The FTSE 100 moved into positive territory by lunchtime after beginning the day in the red as investors wait for the latest update on US monetary policy from the Federal Reserve, due later in the day.
The Fed’s chair Jay Powell has already made clear the US central bank isn’t in a rush to raise interest rates from their record low of 0.25%, but equally has stated that he doesn’t want to take rates into negative territory.
As investors wait for the decision, Britain’s benchmark index was up 0.18% to 6,140.14 just before 1pm.
Meanwhile a surprise source of positivity for the FTSE was clothing retailer Next (NXT), which jumped 6.4% to £56 as it upgraded its annual profit guidance, having experienced a lower-than-expected fall in second-quarter sales.
Next’s full-price sales for the three months through June fell 28% on-year, which the company said was 'much better' than it had expected.
Barclays (BARC) slumped 5.74% to 105.4p after its profit more than halved on the back of a £3.7 billion credit impairment charge linked to the coronavirus crisis.
The bank said impairment charges in the second half would be below the first, but still above levels experienced in recent years.
Mining giant Rio Tinto (RIO) rose 1.53% to £48.38, even as it booked a 20% drop in first-half profit amid disruptions from the pandemic.
Rio Tinto also lifted its interim dividend, by 3%, citing a strong balance sheet.
Pharmaceutical giant GlaxoSmithKline (GSK) gained 1.08% to £16.22 after it and partner Sanofi agreed to supply up to 60m doses of a potential Covid-19 vaccine to the UK government.
House builder Taylor Wimpey (TW.) sank 7.9% to 122.5p on swinging to a first-half loss after coronavirus lockdowns forced the temporary closure of its sites.
Taylor Wimpey did not declare an interim dividend, but said it expected to recommence dividend payments in 2021, with regards to the 2020 final dividend, amid a recovery in demand.
Luxury car marker Aston Martin Lagonda (AML) revved 8.1% higher to 53.6p, despite its first-half losses widening sharply as sales plunged.

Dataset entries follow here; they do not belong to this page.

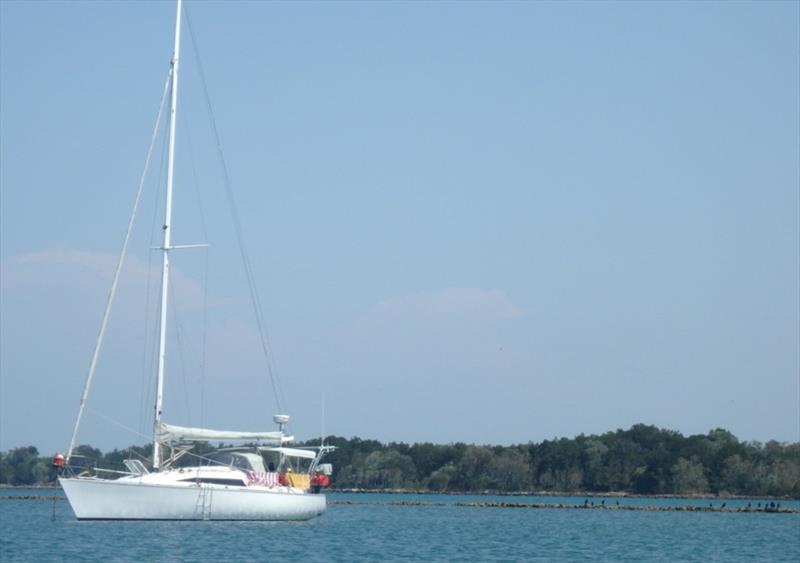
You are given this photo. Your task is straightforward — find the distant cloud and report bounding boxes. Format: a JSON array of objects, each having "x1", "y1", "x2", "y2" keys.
[
  {"x1": 372, "y1": 287, "x2": 522, "y2": 320},
  {"x1": 2, "y1": 249, "x2": 208, "y2": 311}
]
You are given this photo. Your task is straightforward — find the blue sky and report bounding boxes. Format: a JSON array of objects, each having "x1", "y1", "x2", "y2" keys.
[{"x1": 0, "y1": 1, "x2": 800, "y2": 451}]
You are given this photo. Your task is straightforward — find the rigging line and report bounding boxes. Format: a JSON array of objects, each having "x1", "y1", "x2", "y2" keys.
[
  {"x1": 185, "y1": 9, "x2": 284, "y2": 412},
  {"x1": 179, "y1": 106, "x2": 209, "y2": 426},
  {"x1": 89, "y1": 408, "x2": 152, "y2": 440},
  {"x1": 66, "y1": 68, "x2": 172, "y2": 462},
  {"x1": 167, "y1": 283, "x2": 192, "y2": 426},
  {"x1": 138, "y1": 99, "x2": 167, "y2": 438}
]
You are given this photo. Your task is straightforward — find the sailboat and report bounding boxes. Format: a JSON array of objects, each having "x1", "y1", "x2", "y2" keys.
[{"x1": 54, "y1": 0, "x2": 332, "y2": 520}]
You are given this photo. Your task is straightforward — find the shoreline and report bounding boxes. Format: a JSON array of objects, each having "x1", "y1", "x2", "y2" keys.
[
  {"x1": 0, "y1": 483, "x2": 800, "y2": 501},
  {"x1": 328, "y1": 487, "x2": 800, "y2": 501}
]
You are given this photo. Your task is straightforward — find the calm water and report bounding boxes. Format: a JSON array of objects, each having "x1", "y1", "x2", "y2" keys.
[{"x1": 0, "y1": 489, "x2": 800, "y2": 561}]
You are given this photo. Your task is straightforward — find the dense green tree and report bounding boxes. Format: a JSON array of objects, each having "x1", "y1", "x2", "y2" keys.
[{"x1": 0, "y1": 424, "x2": 800, "y2": 498}]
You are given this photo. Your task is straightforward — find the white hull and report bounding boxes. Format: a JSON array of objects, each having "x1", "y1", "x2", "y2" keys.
[{"x1": 59, "y1": 477, "x2": 326, "y2": 520}]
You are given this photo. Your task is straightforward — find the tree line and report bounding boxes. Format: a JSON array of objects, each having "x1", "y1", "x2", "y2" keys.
[{"x1": 0, "y1": 424, "x2": 800, "y2": 498}]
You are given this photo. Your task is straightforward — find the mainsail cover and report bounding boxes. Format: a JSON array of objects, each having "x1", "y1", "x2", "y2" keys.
[{"x1": 158, "y1": 422, "x2": 294, "y2": 445}]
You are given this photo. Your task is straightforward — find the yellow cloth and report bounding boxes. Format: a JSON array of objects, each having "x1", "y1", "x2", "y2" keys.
[{"x1": 286, "y1": 473, "x2": 311, "y2": 489}]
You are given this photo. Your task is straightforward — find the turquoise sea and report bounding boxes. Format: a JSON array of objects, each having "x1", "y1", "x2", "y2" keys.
[{"x1": 0, "y1": 489, "x2": 800, "y2": 562}]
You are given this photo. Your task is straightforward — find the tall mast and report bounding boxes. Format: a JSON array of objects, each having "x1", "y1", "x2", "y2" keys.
[{"x1": 153, "y1": 0, "x2": 181, "y2": 471}]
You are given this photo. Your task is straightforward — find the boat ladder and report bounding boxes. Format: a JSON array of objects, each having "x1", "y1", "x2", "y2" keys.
[{"x1": 194, "y1": 483, "x2": 214, "y2": 520}]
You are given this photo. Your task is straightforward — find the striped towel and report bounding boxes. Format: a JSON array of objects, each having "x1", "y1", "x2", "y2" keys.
[{"x1": 247, "y1": 471, "x2": 280, "y2": 487}]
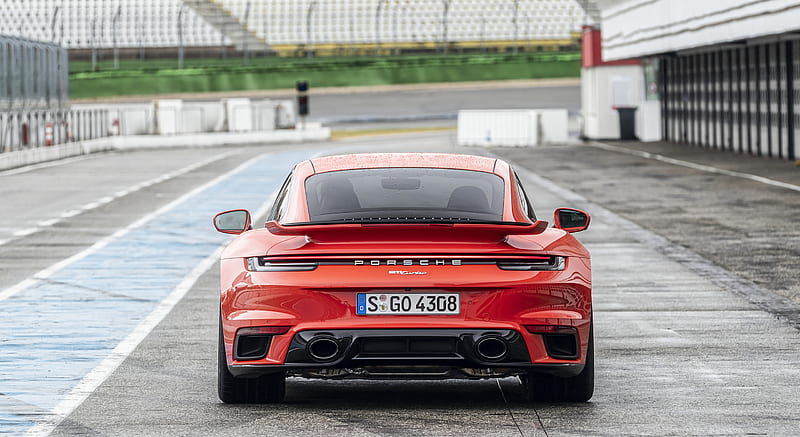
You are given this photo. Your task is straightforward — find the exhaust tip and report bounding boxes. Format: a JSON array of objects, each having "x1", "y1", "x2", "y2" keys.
[
  {"x1": 306, "y1": 337, "x2": 339, "y2": 361},
  {"x1": 475, "y1": 336, "x2": 508, "y2": 361}
]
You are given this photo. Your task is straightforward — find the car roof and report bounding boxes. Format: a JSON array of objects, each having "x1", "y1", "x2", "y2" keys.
[{"x1": 310, "y1": 153, "x2": 498, "y2": 173}]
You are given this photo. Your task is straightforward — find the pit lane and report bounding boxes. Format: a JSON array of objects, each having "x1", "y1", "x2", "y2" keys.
[{"x1": 0, "y1": 133, "x2": 800, "y2": 435}]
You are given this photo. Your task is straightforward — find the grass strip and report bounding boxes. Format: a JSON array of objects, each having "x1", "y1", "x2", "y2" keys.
[
  {"x1": 70, "y1": 53, "x2": 580, "y2": 98},
  {"x1": 331, "y1": 126, "x2": 455, "y2": 141}
]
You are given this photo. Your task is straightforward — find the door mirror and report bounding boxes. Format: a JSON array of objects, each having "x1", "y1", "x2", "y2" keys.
[
  {"x1": 214, "y1": 209, "x2": 250, "y2": 234},
  {"x1": 553, "y1": 208, "x2": 590, "y2": 232}
]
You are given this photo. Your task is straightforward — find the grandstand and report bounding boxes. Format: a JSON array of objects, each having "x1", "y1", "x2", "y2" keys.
[{"x1": 0, "y1": 0, "x2": 593, "y2": 54}]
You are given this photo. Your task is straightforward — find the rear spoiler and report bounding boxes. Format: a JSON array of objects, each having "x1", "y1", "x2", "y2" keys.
[{"x1": 265, "y1": 220, "x2": 547, "y2": 242}]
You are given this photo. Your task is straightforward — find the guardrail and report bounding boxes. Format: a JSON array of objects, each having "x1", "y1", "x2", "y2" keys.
[{"x1": 0, "y1": 109, "x2": 112, "y2": 153}]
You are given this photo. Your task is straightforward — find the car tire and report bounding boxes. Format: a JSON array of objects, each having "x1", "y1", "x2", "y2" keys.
[
  {"x1": 525, "y1": 327, "x2": 594, "y2": 402},
  {"x1": 217, "y1": 318, "x2": 286, "y2": 404}
]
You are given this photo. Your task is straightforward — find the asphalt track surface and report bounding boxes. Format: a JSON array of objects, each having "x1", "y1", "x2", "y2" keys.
[{"x1": 0, "y1": 132, "x2": 800, "y2": 436}]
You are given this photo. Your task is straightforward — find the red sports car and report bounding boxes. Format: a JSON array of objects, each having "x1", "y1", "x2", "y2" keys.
[{"x1": 214, "y1": 153, "x2": 594, "y2": 403}]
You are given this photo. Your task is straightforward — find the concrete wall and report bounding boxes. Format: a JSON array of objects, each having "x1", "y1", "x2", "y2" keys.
[
  {"x1": 597, "y1": 0, "x2": 800, "y2": 61},
  {"x1": 581, "y1": 65, "x2": 644, "y2": 139}
]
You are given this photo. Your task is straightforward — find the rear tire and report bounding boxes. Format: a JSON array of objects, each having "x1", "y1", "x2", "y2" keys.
[
  {"x1": 525, "y1": 322, "x2": 594, "y2": 402},
  {"x1": 217, "y1": 318, "x2": 286, "y2": 404}
]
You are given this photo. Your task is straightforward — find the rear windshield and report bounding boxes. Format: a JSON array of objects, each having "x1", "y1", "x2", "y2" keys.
[{"x1": 306, "y1": 168, "x2": 504, "y2": 222}]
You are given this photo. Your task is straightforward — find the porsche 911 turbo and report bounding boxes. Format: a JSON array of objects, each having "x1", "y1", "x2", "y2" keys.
[{"x1": 214, "y1": 153, "x2": 594, "y2": 403}]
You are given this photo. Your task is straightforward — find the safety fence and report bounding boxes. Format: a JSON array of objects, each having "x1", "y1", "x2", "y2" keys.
[
  {"x1": 0, "y1": 35, "x2": 69, "y2": 110},
  {"x1": 659, "y1": 40, "x2": 800, "y2": 160},
  {"x1": 0, "y1": 109, "x2": 109, "y2": 153}
]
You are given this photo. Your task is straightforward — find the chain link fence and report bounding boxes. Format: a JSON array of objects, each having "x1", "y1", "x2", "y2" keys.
[{"x1": 0, "y1": 35, "x2": 108, "y2": 153}]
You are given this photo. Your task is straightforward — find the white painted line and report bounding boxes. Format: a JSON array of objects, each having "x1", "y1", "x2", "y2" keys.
[
  {"x1": 25, "y1": 245, "x2": 225, "y2": 436},
  {"x1": 36, "y1": 218, "x2": 61, "y2": 228},
  {"x1": 0, "y1": 155, "x2": 99, "y2": 176},
  {"x1": 0, "y1": 152, "x2": 239, "y2": 246},
  {"x1": 25, "y1": 186, "x2": 278, "y2": 437},
  {"x1": 11, "y1": 228, "x2": 39, "y2": 237},
  {"x1": 589, "y1": 142, "x2": 800, "y2": 192},
  {"x1": 59, "y1": 209, "x2": 81, "y2": 218},
  {"x1": 0, "y1": 152, "x2": 259, "y2": 301},
  {"x1": 514, "y1": 165, "x2": 800, "y2": 328}
]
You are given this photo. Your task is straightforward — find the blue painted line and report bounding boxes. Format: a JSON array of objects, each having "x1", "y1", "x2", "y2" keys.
[{"x1": 0, "y1": 150, "x2": 320, "y2": 434}]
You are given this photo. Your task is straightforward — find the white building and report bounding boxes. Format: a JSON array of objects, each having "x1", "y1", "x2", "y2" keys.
[{"x1": 580, "y1": 0, "x2": 800, "y2": 160}]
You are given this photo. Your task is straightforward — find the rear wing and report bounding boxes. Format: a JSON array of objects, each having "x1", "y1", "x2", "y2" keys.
[{"x1": 265, "y1": 220, "x2": 547, "y2": 242}]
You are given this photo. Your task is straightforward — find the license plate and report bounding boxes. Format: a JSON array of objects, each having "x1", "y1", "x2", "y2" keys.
[{"x1": 356, "y1": 293, "x2": 461, "y2": 316}]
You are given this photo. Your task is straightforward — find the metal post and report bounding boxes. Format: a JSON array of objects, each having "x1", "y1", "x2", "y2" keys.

Aston Martin said more than 90% of its dealer network globally was now open following an easing of lockdowns.
Medical technology group Smith and Nephew (SN.) fell 1.6% to £16.03, having swung to a first-half loss after restrictions were placed on elective surgery in the fight against coronavirus.

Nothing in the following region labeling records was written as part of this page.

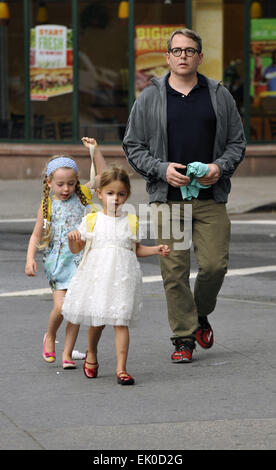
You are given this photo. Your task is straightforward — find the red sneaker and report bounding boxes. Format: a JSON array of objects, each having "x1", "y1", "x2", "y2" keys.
[
  {"x1": 171, "y1": 339, "x2": 195, "y2": 362},
  {"x1": 195, "y1": 316, "x2": 214, "y2": 349}
]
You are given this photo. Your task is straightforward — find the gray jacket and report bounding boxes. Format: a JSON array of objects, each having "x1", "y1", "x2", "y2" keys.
[{"x1": 123, "y1": 76, "x2": 246, "y2": 203}]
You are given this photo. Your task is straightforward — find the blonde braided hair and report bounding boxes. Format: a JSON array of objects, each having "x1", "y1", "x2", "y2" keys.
[{"x1": 38, "y1": 154, "x2": 88, "y2": 250}]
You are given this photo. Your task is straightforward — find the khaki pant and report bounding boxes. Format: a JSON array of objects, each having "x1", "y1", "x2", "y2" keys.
[{"x1": 151, "y1": 199, "x2": 230, "y2": 342}]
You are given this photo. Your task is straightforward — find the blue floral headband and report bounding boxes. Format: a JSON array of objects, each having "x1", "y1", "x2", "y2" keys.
[{"x1": 46, "y1": 157, "x2": 78, "y2": 178}]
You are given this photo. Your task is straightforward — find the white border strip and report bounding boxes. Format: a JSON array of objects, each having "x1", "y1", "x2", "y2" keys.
[
  {"x1": 0, "y1": 219, "x2": 276, "y2": 225},
  {"x1": 0, "y1": 265, "x2": 276, "y2": 297}
]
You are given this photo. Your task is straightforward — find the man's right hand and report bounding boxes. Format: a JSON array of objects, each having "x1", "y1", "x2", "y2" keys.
[{"x1": 166, "y1": 162, "x2": 190, "y2": 188}]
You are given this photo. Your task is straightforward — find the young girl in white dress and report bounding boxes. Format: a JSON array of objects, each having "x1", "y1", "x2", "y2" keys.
[{"x1": 62, "y1": 167, "x2": 169, "y2": 385}]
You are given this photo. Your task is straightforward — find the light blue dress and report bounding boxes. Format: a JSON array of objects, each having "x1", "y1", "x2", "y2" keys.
[{"x1": 43, "y1": 193, "x2": 86, "y2": 290}]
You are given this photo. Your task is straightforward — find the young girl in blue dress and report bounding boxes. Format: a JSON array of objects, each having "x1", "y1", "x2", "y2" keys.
[
  {"x1": 62, "y1": 167, "x2": 169, "y2": 385},
  {"x1": 25, "y1": 137, "x2": 105, "y2": 369}
]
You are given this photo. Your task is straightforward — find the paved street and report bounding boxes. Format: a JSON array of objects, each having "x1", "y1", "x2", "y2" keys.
[{"x1": 0, "y1": 177, "x2": 276, "y2": 452}]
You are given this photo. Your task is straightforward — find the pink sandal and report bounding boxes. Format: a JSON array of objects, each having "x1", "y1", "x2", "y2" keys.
[{"x1": 42, "y1": 333, "x2": 56, "y2": 362}]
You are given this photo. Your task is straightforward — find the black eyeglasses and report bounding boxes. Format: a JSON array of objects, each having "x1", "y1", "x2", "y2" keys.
[{"x1": 169, "y1": 47, "x2": 199, "y2": 57}]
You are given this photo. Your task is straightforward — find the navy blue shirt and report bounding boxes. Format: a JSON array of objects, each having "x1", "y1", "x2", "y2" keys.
[{"x1": 166, "y1": 74, "x2": 216, "y2": 201}]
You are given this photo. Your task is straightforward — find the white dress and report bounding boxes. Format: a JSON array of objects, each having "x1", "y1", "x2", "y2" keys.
[{"x1": 62, "y1": 212, "x2": 142, "y2": 326}]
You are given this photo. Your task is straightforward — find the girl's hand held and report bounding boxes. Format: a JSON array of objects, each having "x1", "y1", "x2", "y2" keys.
[{"x1": 157, "y1": 245, "x2": 170, "y2": 256}]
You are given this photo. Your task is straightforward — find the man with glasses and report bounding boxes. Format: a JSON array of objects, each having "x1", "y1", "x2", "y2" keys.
[{"x1": 123, "y1": 29, "x2": 246, "y2": 362}]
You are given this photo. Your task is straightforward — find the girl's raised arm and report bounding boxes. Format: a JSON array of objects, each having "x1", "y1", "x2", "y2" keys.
[
  {"x1": 136, "y1": 243, "x2": 170, "y2": 257},
  {"x1": 25, "y1": 207, "x2": 43, "y2": 276}
]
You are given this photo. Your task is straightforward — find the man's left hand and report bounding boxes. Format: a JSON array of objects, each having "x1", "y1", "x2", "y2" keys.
[{"x1": 197, "y1": 163, "x2": 220, "y2": 186}]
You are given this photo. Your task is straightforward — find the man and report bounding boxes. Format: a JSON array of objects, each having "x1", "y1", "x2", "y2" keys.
[{"x1": 123, "y1": 29, "x2": 246, "y2": 362}]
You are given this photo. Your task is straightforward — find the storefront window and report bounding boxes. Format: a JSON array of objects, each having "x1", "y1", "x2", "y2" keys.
[
  {"x1": 223, "y1": 0, "x2": 245, "y2": 118},
  {"x1": 250, "y1": 0, "x2": 276, "y2": 141},
  {"x1": 135, "y1": 0, "x2": 186, "y2": 96}
]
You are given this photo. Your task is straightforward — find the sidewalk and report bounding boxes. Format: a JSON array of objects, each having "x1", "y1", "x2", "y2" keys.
[{"x1": 0, "y1": 176, "x2": 276, "y2": 219}]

Healthcare facility investor Primary Health Properties (PHP) gained 1.5% to 152.8p as it upped its dividend after it swung to a first-half profit, on the back of higher rental income and positive property revaluations.

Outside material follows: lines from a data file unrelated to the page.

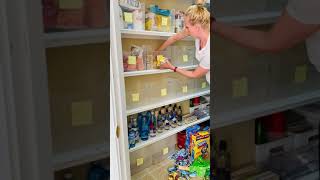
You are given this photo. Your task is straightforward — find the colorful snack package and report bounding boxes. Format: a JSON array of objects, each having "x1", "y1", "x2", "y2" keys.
[{"x1": 190, "y1": 131, "x2": 210, "y2": 161}]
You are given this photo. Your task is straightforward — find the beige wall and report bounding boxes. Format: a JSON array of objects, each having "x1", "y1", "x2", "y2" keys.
[{"x1": 46, "y1": 44, "x2": 109, "y2": 153}]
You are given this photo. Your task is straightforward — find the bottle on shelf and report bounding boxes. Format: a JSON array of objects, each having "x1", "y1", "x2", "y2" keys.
[
  {"x1": 140, "y1": 111, "x2": 151, "y2": 141},
  {"x1": 150, "y1": 111, "x2": 157, "y2": 137},
  {"x1": 177, "y1": 106, "x2": 183, "y2": 126},
  {"x1": 63, "y1": 172, "x2": 74, "y2": 180},
  {"x1": 164, "y1": 109, "x2": 170, "y2": 130},
  {"x1": 157, "y1": 106, "x2": 166, "y2": 133},
  {"x1": 216, "y1": 140, "x2": 231, "y2": 180},
  {"x1": 168, "y1": 104, "x2": 177, "y2": 128}
]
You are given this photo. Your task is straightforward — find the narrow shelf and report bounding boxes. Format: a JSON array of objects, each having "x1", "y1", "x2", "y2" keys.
[
  {"x1": 129, "y1": 116, "x2": 210, "y2": 152},
  {"x1": 121, "y1": 29, "x2": 194, "y2": 41},
  {"x1": 123, "y1": 65, "x2": 198, "y2": 77},
  {"x1": 127, "y1": 90, "x2": 210, "y2": 116},
  {"x1": 213, "y1": 90, "x2": 320, "y2": 128},
  {"x1": 119, "y1": 2, "x2": 141, "y2": 12},
  {"x1": 44, "y1": 28, "x2": 109, "y2": 48},
  {"x1": 217, "y1": 11, "x2": 281, "y2": 26},
  {"x1": 53, "y1": 143, "x2": 109, "y2": 171}
]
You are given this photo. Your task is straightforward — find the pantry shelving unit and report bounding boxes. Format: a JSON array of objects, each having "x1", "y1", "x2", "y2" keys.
[
  {"x1": 121, "y1": 29, "x2": 194, "y2": 41},
  {"x1": 129, "y1": 116, "x2": 210, "y2": 152},
  {"x1": 111, "y1": 0, "x2": 210, "y2": 179},
  {"x1": 124, "y1": 65, "x2": 197, "y2": 77},
  {"x1": 127, "y1": 90, "x2": 210, "y2": 116}
]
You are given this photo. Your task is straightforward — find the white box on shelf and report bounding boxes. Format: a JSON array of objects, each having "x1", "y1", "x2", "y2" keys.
[
  {"x1": 294, "y1": 103, "x2": 320, "y2": 128},
  {"x1": 256, "y1": 136, "x2": 293, "y2": 164},
  {"x1": 293, "y1": 129, "x2": 319, "y2": 148}
]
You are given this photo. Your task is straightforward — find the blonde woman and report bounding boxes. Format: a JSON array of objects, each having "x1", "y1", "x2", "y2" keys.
[{"x1": 158, "y1": 5, "x2": 210, "y2": 83}]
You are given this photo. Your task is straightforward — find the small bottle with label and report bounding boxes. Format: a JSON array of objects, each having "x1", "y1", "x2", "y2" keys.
[
  {"x1": 63, "y1": 172, "x2": 74, "y2": 180},
  {"x1": 157, "y1": 106, "x2": 166, "y2": 133},
  {"x1": 176, "y1": 106, "x2": 183, "y2": 126},
  {"x1": 140, "y1": 111, "x2": 151, "y2": 141},
  {"x1": 150, "y1": 111, "x2": 157, "y2": 137},
  {"x1": 164, "y1": 109, "x2": 170, "y2": 130}
]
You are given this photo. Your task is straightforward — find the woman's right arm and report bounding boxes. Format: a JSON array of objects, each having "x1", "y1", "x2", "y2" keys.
[{"x1": 157, "y1": 30, "x2": 189, "y2": 51}]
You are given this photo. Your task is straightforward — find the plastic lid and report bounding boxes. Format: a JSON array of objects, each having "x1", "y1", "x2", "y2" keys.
[{"x1": 63, "y1": 173, "x2": 73, "y2": 179}]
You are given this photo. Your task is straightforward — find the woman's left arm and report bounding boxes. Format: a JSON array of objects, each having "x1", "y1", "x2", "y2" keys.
[
  {"x1": 213, "y1": 10, "x2": 320, "y2": 52},
  {"x1": 160, "y1": 61, "x2": 209, "y2": 78}
]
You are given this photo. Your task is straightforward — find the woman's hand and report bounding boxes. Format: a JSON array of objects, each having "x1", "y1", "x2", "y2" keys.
[{"x1": 160, "y1": 59, "x2": 175, "y2": 70}]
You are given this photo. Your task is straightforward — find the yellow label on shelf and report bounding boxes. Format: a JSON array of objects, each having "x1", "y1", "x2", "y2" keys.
[
  {"x1": 132, "y1": 93, "x2": 140, "y2": 102},
  {"x1": 182, "y1": 86, "x2": 188, "y2": 93},
  {"x1": 161, "y1": 17, "x2": 168, "y2": 26},
  {"x1": 240, "y1": 77, "x2": 248, "y2": 96},
  {"x1": 294, "y1": 65, "x2": 307, "y2": 83},
  {"x1": 128, "y1": 56, "x2": 137, "y2": 65},
  {"x1": 182, "y1": 55, "x2": 189, "y2": 62},
  {"x1": 71, "y1": 101, "x2": 93, "y2": 126},
  {"x1": 162, "y1": 147, "x2": 169, "y2": 155},
  {"x1": 124, "y1": 12, "x2": 133, "y2": 23},
  {"x1": 232, "y1": 77, "x2": 248, "y2": 97},
  {"x1": 59, "y1": 0, "x2": 83, "y2": 9},
  {"x1": 137, "y1": 158, "x2": 143, "y2": 166},
  {"x1": 201, "y1": 82, "x2": 207, "y2": 89},
  {"x1": 161, "y1": 88, "x2": 167, "y2": 96}
]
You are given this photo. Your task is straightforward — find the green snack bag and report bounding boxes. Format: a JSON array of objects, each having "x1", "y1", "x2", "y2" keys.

Packaging company Smurfit Kappa (SKG) rallied 4.5% to £25.94, even as it posted a 16% fall in first-half profit after revenue was hit by weaker demand owing to the coronavirus crisis, adverse foreign exchange movements and a fall in box prices.
Smurfit Kappa, however, declared an interim dividend of 80.9c per share, which was the equivalent amount of its withdrawn 2019 final dividend.
Engineering and industrial software group Aveva (AVV) gained 2.9% to £42.80 even as its revenue fell 3.5% in the fiscal first quarter.
Budget carrier Wizz Air (WIZZ) ascended 4.1% to £35.38, despite it swinging to a deep first-quarter loss after the Covid-19 crisis forced it to ground most of its fleet.
Wizz said it was operating at about 70% of capacity at the end of June, compared to an average of 11.5% in the first quarter.